The average NBA team had 126.2 possessions per game in 1961-62, per Adam Mares of The Sports Daily. No team comes within 20 possessions of that this season, and the Thunder are more than 25 possessions off that rate, per NBA.com.
None of that diminishes Robertson's historic season, but instead highlights how brilliant Westbrook has been in 2016-17.
Coming into Sunday, the Thunder were 32-9 in games where Westbrook recorded a triple-double. They are 13-25 in all other contests. Even if he gathers a few empty rebounds here and there, the Thunder fire on all cylinders when Westbrook is bringing his all-around game.

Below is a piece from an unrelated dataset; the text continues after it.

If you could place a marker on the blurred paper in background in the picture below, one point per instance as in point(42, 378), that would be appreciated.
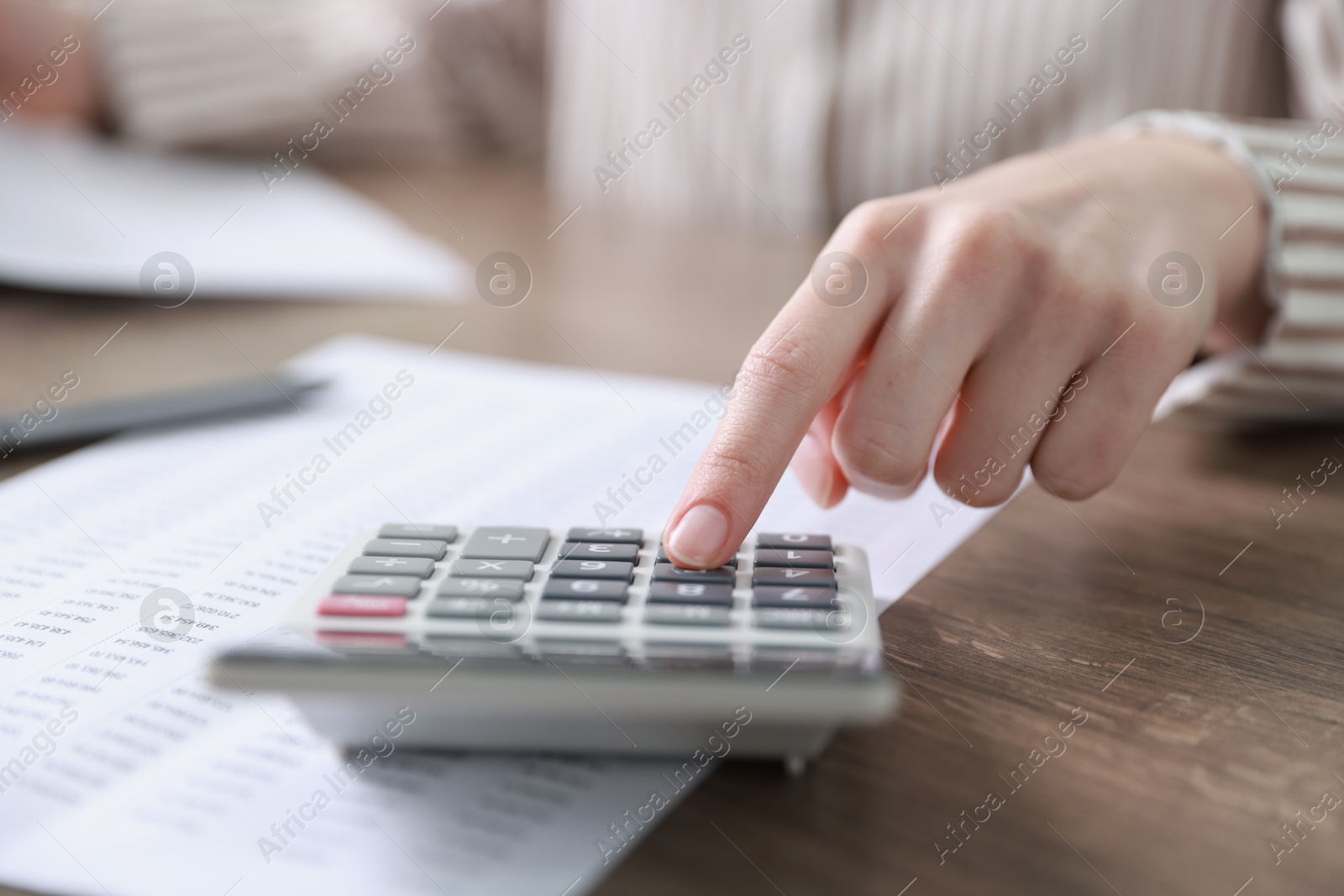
point(85, 215)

"It's historic. If what he's doing wasn't so difficult we'd have a lot more people being able to do it," Thunder head coach Billy Donovan told reporters on April 4. "So I think it speaks to his ability to impact games in so many different ways, whether that's scoring, rebounding or assists. He can do it in a variety of ways. I think he's a very unique player, a player that maybe the league hasn't seen in quite some time because of what he can do in between the lines. So there's no question what he's done is remarkable."
Westbrook had already clinched the second full-season triple-double in NBA history by dishing eight assists against the Phoenix Suns on Friday.
As for MVP? Well, that's a debate—a long one—for another day.